My body is speaking to me again. A couple of days ago, I took a dance class after about two months of dancing only in my bedroom for brief, yet energetic spurts of a minute or so. This hour-and-a-half long release of energy was an experience beyond words. I will never know if the average person can really understand when I say this, but there is truly no greater feeling in the world to me than my body moving when my ears hear music. I don't know whether it is a passion for music, movement, or both. I don't know if it is simply the utter silence of the mind as something wiser within me tries to navigate my body in space. I like to hope that everyone in the world has something that makes them feel so ecstatic.
I left the class, ran towards the bus stop because I was late to meet a friend for dinner, and my eyes felt wider than they had ever been. Air rushed past me, but through me as well. As I waited for the bus, I couldn't help but pace, back and forth, back and forth, my body clearly not wanting to stop moving after the glorious experience it had just had.
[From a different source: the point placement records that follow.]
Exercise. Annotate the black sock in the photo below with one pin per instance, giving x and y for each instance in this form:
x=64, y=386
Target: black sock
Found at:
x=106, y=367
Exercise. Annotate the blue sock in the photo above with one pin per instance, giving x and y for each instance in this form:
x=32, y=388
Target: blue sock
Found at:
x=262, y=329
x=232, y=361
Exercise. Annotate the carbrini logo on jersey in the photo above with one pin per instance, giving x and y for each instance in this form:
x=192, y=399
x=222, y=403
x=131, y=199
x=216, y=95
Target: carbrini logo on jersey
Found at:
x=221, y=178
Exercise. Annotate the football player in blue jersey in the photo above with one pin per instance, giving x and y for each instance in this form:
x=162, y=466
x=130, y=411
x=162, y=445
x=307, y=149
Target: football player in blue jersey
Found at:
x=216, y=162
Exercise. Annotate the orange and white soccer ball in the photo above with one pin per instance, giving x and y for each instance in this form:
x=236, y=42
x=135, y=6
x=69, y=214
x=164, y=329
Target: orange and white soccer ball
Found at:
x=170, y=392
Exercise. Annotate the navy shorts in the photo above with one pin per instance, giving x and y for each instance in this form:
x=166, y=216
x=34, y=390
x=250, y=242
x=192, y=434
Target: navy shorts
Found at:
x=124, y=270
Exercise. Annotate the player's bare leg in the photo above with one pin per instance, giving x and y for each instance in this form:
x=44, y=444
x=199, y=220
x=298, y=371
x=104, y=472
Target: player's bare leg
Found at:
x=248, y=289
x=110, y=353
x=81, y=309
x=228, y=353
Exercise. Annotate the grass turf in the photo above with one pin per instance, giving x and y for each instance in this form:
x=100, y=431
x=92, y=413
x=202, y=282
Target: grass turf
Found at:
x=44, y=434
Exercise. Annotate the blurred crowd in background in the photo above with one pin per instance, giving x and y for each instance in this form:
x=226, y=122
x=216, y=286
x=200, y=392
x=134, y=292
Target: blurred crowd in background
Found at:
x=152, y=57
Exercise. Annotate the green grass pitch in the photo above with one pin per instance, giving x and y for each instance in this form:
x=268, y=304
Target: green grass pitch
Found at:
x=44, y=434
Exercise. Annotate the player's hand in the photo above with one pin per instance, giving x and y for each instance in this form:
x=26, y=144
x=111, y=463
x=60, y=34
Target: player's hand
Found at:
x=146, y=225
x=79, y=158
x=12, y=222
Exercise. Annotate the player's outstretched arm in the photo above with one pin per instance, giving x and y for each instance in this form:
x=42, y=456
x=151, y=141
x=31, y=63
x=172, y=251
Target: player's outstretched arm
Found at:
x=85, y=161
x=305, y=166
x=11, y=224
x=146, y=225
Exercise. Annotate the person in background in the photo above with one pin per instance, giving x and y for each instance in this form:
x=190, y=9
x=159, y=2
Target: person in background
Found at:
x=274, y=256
"Thank you!" it kept saying to me. How can such a feeling ever be doubted? How could I have ever questioned the most vital aspect of my being? My only explanation thus far is that my mental muscle has always been stronger than my entire body's worth of muscle combined. Otherwise, I would never have succeeded at fooling myself for so long. And as I paced back and forth, I couldn't keep the tears from cascading down my reddened cheeks. I cried and I cried, and I pitied myself, and then I cried for the joy within me, and I cried for the truth being revealed, and I cried for my body.
And today, as I went to work at my inconsequential, meaningless place of work, the apron around my neck seemed more menacing than ever before. After being nourished and tended to at my dance class, here was my body again, back in prison. Constrained by a dark brown piece of fabric that not only seems to invite stress and tension right into my muscles, but represents the time spent not doing what I should be doing. At my place of work, I am a pawn of the system, and my body is angry for it. And so my shoulders rise and furrow together like two big, hairy eyebrows on one furious face. My spine freezes and the glorious sensation of freedom and ecstasy is sucked away, as long as I insist on wasting my time producing funds for my survival.